Charles III présente le premier programme travailliste en 15 ans lors du "discours du roi"

  • Le discours du trône ou discours du roi est prononcé par le souverain mais rédigé par le gouvernement. C'est l'occasion pour le nouveau parti au pouvoir d'exposer ses priorités à Westminster.
  • Le discours du trône ou discours du roi est prononcé par le souverain mais rédigé par le gouvernement. C'est l'occasion pour le nouveau parti au pouvoir d'exposer ses priorités à Westminster.

LONDRES : Charles III prononce mercredi le "discours du roi", lors d'une cérémonie solennelle où il va dévoiler le premier programme législatif d'un gouvernement travailliste en 15 ans, après l'écrasante victoire du Labour aux législatives du 4 juillet au Royaume-Uni.

En milieu de matinée, le roi a quitté le palais en carrosse doré en direction de Westminster pour ce moment empreint de tradition et de solennité.

Un peu plus tôt, des gardes royaux ont procédé à l'inspection des caves du Parlement à la recherche d'explosifs, un héritage de la tentative infructueuse des catholiques de faire sauter le bâtiment en 1605.

La députée Samantha Dixon est elle retenue symboliquement en otage à Buckingham jusqu'au "retour sain et sauf du roi" dans sa résidence.

Le discours du trône ou discours du roi est prononcé par le souverain mais rédigé par le gouvernement.
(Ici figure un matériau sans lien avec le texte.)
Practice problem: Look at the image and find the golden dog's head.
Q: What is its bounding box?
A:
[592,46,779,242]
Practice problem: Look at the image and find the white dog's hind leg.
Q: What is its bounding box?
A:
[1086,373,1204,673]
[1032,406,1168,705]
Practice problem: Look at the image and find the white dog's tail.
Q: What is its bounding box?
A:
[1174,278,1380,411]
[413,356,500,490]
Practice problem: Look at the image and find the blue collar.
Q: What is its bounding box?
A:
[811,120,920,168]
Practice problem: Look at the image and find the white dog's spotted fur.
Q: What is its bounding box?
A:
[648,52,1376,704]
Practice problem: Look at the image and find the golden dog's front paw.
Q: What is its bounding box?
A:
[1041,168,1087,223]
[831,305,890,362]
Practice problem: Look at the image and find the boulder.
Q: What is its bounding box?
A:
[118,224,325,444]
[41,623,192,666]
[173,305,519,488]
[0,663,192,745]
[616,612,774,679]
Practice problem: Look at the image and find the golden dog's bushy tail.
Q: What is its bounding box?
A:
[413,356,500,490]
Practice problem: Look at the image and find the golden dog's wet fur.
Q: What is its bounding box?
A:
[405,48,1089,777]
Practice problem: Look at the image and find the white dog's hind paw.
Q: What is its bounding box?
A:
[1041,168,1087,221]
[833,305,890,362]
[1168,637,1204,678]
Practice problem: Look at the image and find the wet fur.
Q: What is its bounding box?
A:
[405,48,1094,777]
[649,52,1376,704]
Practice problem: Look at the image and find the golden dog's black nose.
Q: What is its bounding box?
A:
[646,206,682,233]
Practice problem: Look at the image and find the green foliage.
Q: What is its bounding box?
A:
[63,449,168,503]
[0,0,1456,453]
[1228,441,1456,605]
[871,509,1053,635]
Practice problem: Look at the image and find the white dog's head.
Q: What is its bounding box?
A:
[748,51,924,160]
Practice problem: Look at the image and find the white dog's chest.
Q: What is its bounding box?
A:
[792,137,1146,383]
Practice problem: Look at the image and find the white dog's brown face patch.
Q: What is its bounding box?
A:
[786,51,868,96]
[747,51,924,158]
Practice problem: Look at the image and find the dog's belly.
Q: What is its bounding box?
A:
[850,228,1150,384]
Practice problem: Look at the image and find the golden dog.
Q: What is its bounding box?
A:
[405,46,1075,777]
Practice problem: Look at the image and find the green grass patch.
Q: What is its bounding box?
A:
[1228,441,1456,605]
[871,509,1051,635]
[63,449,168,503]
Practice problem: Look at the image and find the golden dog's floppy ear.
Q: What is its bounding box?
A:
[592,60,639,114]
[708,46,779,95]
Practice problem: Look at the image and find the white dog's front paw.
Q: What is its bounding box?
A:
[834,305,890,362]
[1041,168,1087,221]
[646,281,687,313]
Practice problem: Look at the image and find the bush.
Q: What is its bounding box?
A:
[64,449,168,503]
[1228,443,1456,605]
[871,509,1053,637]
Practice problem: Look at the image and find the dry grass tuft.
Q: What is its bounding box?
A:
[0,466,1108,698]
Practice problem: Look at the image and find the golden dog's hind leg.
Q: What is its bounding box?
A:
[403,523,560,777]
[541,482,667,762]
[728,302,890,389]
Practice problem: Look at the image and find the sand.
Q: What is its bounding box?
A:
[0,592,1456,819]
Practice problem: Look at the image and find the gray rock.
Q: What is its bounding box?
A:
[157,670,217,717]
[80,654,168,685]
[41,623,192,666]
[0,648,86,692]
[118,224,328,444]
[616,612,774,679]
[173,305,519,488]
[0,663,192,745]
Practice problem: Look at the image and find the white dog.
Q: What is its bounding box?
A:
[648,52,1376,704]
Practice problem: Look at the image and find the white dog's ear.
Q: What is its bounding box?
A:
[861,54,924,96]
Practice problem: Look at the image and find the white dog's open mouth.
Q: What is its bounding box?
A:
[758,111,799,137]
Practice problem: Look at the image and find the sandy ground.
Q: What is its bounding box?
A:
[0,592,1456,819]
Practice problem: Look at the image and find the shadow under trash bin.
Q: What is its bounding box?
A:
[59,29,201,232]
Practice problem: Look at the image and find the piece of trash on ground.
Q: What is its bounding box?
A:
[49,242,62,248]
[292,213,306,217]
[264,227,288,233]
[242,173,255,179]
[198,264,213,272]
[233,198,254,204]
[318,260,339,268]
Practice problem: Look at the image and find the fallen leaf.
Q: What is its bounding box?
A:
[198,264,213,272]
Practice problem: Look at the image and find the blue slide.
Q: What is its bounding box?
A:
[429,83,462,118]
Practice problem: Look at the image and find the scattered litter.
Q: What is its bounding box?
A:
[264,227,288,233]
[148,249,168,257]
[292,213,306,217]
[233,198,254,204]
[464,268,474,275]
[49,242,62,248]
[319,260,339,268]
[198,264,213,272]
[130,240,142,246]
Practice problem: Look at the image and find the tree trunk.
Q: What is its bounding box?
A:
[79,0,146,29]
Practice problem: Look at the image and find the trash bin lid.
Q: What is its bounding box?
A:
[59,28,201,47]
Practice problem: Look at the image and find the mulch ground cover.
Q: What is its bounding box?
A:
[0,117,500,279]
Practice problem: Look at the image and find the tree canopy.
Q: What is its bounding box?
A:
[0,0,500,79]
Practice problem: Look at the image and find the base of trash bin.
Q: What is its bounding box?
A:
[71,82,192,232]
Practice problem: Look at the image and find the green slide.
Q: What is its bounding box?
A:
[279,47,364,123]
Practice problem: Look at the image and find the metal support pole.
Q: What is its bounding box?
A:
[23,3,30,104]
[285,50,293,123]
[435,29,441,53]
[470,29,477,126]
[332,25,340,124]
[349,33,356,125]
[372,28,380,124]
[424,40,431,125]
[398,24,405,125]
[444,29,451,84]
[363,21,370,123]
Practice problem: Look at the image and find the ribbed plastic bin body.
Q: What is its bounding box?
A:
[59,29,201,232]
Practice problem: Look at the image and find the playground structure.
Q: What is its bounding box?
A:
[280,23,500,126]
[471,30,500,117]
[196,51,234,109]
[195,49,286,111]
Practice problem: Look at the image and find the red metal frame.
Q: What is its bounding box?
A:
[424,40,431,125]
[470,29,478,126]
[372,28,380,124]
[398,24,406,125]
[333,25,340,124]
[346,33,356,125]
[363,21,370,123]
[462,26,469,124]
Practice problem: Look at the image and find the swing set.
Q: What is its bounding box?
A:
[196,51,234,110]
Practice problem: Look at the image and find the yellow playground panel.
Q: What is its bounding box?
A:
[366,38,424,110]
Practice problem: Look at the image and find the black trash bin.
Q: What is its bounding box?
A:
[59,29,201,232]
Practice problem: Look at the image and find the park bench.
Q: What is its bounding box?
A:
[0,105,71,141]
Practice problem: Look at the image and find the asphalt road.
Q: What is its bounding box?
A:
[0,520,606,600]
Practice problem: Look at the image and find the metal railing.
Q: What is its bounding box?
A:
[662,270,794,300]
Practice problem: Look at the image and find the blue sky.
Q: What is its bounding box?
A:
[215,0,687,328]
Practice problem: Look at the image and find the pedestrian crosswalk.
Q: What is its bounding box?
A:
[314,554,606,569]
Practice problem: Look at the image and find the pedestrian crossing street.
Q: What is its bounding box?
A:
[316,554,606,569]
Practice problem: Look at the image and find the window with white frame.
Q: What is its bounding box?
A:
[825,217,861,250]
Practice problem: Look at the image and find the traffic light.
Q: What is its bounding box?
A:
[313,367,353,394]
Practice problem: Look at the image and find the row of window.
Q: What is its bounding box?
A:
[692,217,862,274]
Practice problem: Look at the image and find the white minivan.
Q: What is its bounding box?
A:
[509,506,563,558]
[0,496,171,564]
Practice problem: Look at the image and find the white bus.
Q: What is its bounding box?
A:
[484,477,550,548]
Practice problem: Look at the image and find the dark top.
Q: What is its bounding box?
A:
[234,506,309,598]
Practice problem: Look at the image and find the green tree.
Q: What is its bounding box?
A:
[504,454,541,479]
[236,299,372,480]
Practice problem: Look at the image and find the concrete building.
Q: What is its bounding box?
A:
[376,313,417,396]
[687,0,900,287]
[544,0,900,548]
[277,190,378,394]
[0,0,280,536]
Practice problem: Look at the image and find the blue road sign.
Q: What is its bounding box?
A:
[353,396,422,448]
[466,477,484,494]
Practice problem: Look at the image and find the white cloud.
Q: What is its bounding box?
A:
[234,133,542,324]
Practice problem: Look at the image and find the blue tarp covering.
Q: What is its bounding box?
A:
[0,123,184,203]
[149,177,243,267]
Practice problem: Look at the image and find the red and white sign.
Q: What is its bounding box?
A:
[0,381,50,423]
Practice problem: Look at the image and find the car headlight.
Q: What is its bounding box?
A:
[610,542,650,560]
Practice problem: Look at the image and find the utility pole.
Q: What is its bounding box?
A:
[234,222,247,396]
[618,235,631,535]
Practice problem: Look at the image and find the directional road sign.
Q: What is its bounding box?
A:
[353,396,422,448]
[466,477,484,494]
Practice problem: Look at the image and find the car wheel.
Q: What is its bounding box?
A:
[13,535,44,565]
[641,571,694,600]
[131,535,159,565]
C'est l'occasion pour le nouveau parti au pouvoir d'exposer ses priorités à Westminster.

Il marque l'ouverture de la nouvelle session du Parlement après les élections législatives qui ont abouti à l'arrivée à Downing Street du nouveau Premier ministre travailliste Keir Starmer après 14 ans de pouvoir conservateur.

Ce discours du trône est le premier rédigé par un exécutif travailliste depuis le gouvernement de Gordon Brown en 2009, avant l'arrivée au pouvoir des conservateurs quelques mois plus tard.

- "Impatient" -

"Le programme législatif présenté lors du discours du roi s'appuiera sur l'élan de nos premiers jours au pouvoir et fera une différence dans la vie des travailleurs", avec la croissance économique comme priorité, a déclaré le chef du gouvernement.

Alors qu'il s'est dit juste après son arrivée au pouvoir "impatient de mettre en oeuvre le changement" promis aux Britanniques, il a prévu d'annoncer plus de 35 projets de loi.

Parmi les principaux projets de loi doit notamment figurer la création d'un fonds d'investissement public visant à financer la transition écologique du pays, des mesures pour accélérer la construction de logements, renationaliser les compagnies de transport ferroviaire ou encore pour abaisser le droit de vote à 16 ans au lieu de 18 ans actuellement.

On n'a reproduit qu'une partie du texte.